Re: > Otherwise, you would expect the Xeon MP with 8M of cache
> to be a much stronger competitor to Opteron. But it's not.
In the particular case of Xeon, you have a much longer
pipeline with the results that stalls can be quite expensive.
You can correct me if I'm wrong but I don't believe that the
Xeon has the prefetching that Core 2 Duo has. And the Xeon
is a server chip which typically means that you have a much
bigger number of processes running concurrently which would
tend to flush the cache more frequently. On the desktop, 4 MB,
for typical desktop applications and a lot of math benchmarks
should contain the application. On a server benchmark with
a database running along with maybe twenty to thirty processes,
you're going to flush 8 MB pretty easily over and over and
over again.
Most people have a very naive view of cache and memory hierarchy, thinking that it can solve all problems, but you seem to have a much more enlightened approach.

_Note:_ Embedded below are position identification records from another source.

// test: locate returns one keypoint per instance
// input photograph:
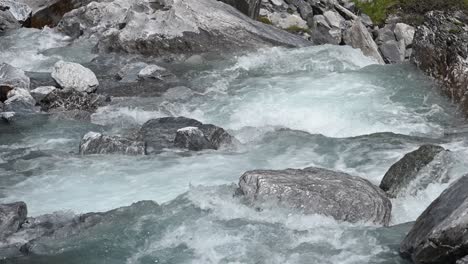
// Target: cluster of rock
(159, 134)
(74, 92)
(19, 233)
(441, 51)
(338, 23)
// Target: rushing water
(326, 106)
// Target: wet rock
(13, 78)
(74, 76)
(392, 51)
(159, 134)
(357, 36)
(440, 50)
(439, 234)
(12, 216)
(186, 26)
(49, 12)
(400, 174)
(156, 72)
(20, 101)
(191, 138)
(67, 100)
(41, 92)
(19, 10)
(405, 33)
(322, 33)
(8, 21)
(97, 143)
(318, 191)
(248, 7)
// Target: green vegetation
(265, 20)
(296, 29)
(411, 10)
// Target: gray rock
(439, 234)
(68, 100)
(440, 50)
(41, 92)
(357, 36)
(250, 8)
(20, 101)
(191, 138)
(70, 75)
(404, 32)
(334, 19)
(319, 191)
(19, 10)
(97, 143)
(160, 133)
(322, 33)
(13, 78)
(12, 216)
(156, 72)
(400, 174)
(8, 21)
(392, 52)
(187, 26)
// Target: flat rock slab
(319, 191)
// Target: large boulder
(49, 12)
(439, 235)
(171, 27)
(97, 143)
(440, 50)
(403, 172)
(70, 75)
(19, 101)
(11, 77)
(319, 191)
(356, 35)
(248, 7)
(11, 217)
(161, 133)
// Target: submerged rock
(12, 216)
(161, 133)
(400, 174)
(319, 191)
(439, 235)
(74, 76)
(181, 26)
(440, 50)
(97, 143)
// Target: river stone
(70, 75)
(11, 217)
(439, 235)
(404, 32)
(191, 138)
(41, 92)
(97, 143)
(20, 101)
(19, 10)
(406, 169)
(440, 50)
(160, 133)
(13, 77)
(183, 27)
(319, 191)
(357, 36)
(8, 21)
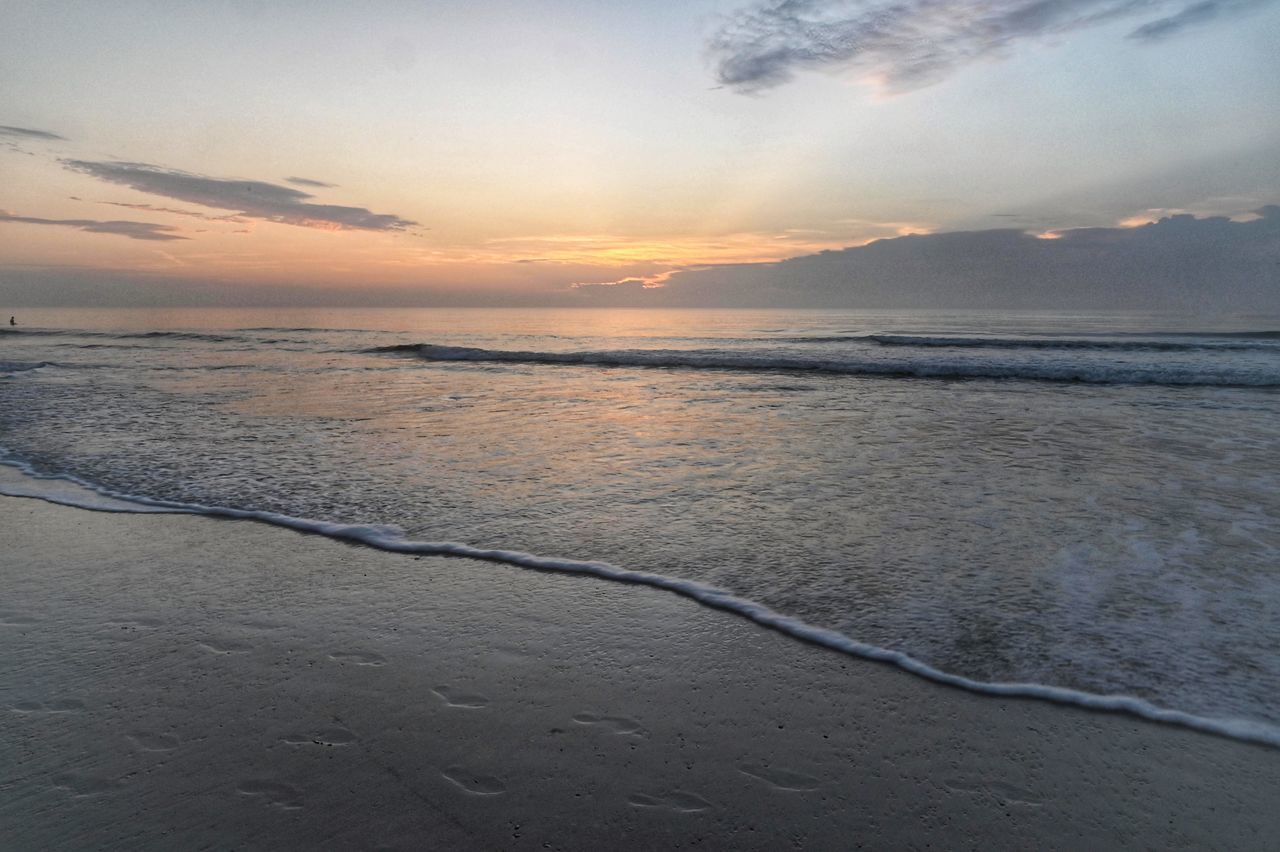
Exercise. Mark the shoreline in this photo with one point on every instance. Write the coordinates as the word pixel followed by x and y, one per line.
pixel 174 679
pixel 391 540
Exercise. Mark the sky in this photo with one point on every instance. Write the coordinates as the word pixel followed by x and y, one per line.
pixel 492 152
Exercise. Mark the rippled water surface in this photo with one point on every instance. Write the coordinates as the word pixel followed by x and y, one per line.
pixel 1073 500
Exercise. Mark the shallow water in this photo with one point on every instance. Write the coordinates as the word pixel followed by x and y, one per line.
pixel 1083 502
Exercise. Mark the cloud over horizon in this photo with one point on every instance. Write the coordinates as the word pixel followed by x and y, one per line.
pixel 309 182
pixel 250 198
pixel 27 133
pixel 1179 262
pixel 905 45
pixel 120 228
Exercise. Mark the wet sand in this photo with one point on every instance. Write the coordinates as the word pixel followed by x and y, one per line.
pixel 183 682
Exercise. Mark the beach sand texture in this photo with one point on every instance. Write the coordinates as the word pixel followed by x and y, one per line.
pixel 183 682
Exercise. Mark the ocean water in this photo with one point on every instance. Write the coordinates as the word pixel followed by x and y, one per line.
pixel 1087 504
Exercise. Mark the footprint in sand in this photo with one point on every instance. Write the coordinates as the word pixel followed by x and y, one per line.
pixel 325 737
pixel 458 699
pixel 223 647
pixel 147 741
pixel 274 793
pixel 780 778
pixel 472 782
pixel 359 658
pixel 677 801
pixel 56 705
pixel 135 623
pixel 613 724
pixel 1000 791
pixel 261 626
pixel 85 783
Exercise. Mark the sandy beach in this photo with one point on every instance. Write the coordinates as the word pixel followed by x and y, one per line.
pixel 184 682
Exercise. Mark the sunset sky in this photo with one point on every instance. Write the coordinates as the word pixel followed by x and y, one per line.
pixel 483 150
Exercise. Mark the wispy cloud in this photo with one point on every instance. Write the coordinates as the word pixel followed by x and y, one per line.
pixel 131 229
pixel 27 133
pixel 905 45
pixel 309 182
pixel 174 211
pixel 1192 15
pixel 250 198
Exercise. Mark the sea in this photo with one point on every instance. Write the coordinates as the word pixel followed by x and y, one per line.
pixel 1078 508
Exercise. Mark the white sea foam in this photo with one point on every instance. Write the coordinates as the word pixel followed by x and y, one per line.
pixel 9 367
pixel 88 495
pixel 1057 371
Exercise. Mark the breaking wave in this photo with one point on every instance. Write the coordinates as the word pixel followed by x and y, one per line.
pixel 1100 374
pixel 392 539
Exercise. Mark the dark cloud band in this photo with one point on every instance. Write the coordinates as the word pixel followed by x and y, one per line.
pixel 910 44
pixel 309 182
pixel 131 229
pixel 250 198
pixel 27 133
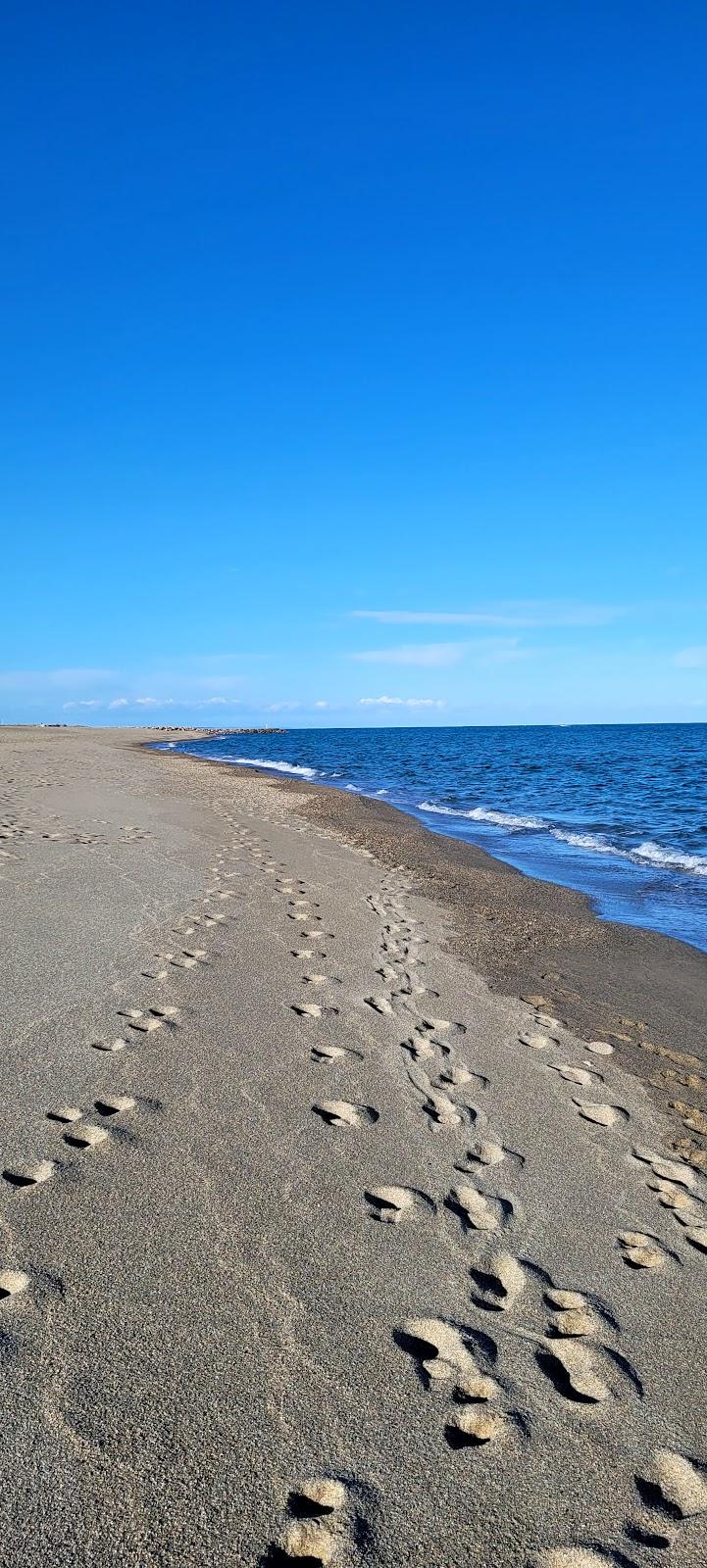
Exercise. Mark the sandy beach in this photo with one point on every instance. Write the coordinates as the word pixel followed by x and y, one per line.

Clearly, the Xeon MP does not perform well for many reasons, but the cache (however big) is not a saving grace. It will help in some situations, but it's very workload dependent, and certainly there are better things to do these days with silicon real estate than to fill it all with cache. If you look at Core 2 Duo performance, I think you will find that very little of it comes from the doubling of cache (4M vs. 2M), and rather than most of it comes from the many design changes that went into the core. Similarly for K8 wrt K7, the IMC was the right solution for many reasons (especially the scalability it gives to memory bandwidth in a multi-socket system), but for the broad range of workloads on the single socket client, I don't think you should expect more than 5-10% performance, with the rest coming from the many optimizations made to the K8 core.